Forge and Bishop launch an ambitious plan to rescue the X-Men, who have been scattered through time.


“A Force To Be Reckoned With”

After D-Day, a secret paramilitary force led by Cable emerges to try to fill the void left by the X-Men.


“Rise of Apocalypse Part 1.”

An alliance between the X-Men and En Sabah Nur begins to crumble when Rama-Tut seeks supreme power.


Our Take

After a highly acclaimed first season, X-Men ’97 returns with an ambitious structure that splits the X-Men across multiple timelines, all converging on one looming threat: Apocalypse, an immortal mutant from Ancient Egypt with a “Survival of the fittest” philosophy. The premiere episodes immediately escalate the scale, scattering the team from a distant future to ancient Egypt and the 1990s, where each faction is forced into distinct but interconnected struggles.

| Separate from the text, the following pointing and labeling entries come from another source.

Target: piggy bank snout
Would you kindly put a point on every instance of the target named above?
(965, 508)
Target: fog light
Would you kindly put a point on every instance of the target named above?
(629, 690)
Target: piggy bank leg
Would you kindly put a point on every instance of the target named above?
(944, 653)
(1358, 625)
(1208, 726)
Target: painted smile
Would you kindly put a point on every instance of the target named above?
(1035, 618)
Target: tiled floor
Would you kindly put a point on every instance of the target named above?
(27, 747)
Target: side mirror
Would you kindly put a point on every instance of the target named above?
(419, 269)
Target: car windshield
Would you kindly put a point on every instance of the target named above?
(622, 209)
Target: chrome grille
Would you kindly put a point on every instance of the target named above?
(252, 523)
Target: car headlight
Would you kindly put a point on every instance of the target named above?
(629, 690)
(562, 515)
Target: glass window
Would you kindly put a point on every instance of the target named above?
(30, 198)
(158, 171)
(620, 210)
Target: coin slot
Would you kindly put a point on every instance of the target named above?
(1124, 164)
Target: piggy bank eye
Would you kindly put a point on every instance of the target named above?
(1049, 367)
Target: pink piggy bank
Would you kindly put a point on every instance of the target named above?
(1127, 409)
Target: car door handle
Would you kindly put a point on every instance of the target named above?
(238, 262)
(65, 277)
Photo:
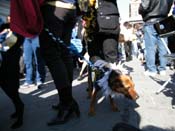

Despite the narrative complexity, everything is clearly aligned toward the same escalating conflict, with Apocalypse reintroduced as a more intimidating, layered, and almost mythic force than before.

Across these intertwined storylines, the series balances a large ensemble and multiple ongoing conflicts. In the future, Cyclops, Jean Grey, and others navigate a harsh reality shaped by Apocalypse’s influence, while also dealing with deeply personal stakes involving their family. In the present, Cable leads a more tactical X-Force-style operation alongside mutants like Psylocke, Archangel, Jubilee, and Sunspot, clashing with both evolved threats and government-backed teams such as X-Factor. Meanwhile, in ancient Egypt, a crucial storyline focuses on Xavier, Magneto, Rogue, Beast, and Nightcrawler, whose encounters with a younger En Sabah Nur and the political-religious dynamics of that era add philosophical weight and tension to Apocalypse’s origin, which is somehow tied to “Rama-Tut,” a Fantastic Four villain whose purpose in the story somewhat makes sense given his time-travel shenanigans, along who Rama eventually becomes much later on… Each timeline expands the scope of the conflict while reinforcing the same central idea: the X-Men are being pulled apart in time while trying to prevent a singular catastrophic future.

Overall, X-Men ’97 Season 2 opens with a confident, high-energy burst of storytelling that juggles multiple eras, large character rosters, and escalating stakes without losing sight of its core emotional and thematic threads. The animation, action set pieces, and character moments continue to draw strong praise, even if the density of the plotting can feel overwhelming at times. The intros in each episode change depending on which character the episode wants to focus on plot-wise, and the inclusion of the full Ancient Egypt storyline with Xavier and Magneto alongside the other timelines helps complete the season’s structure and reinforces just how expansive the narrative ambition is. It’s a bold, chaotic, and exciting return that sets the stage for an even larger conflict to come.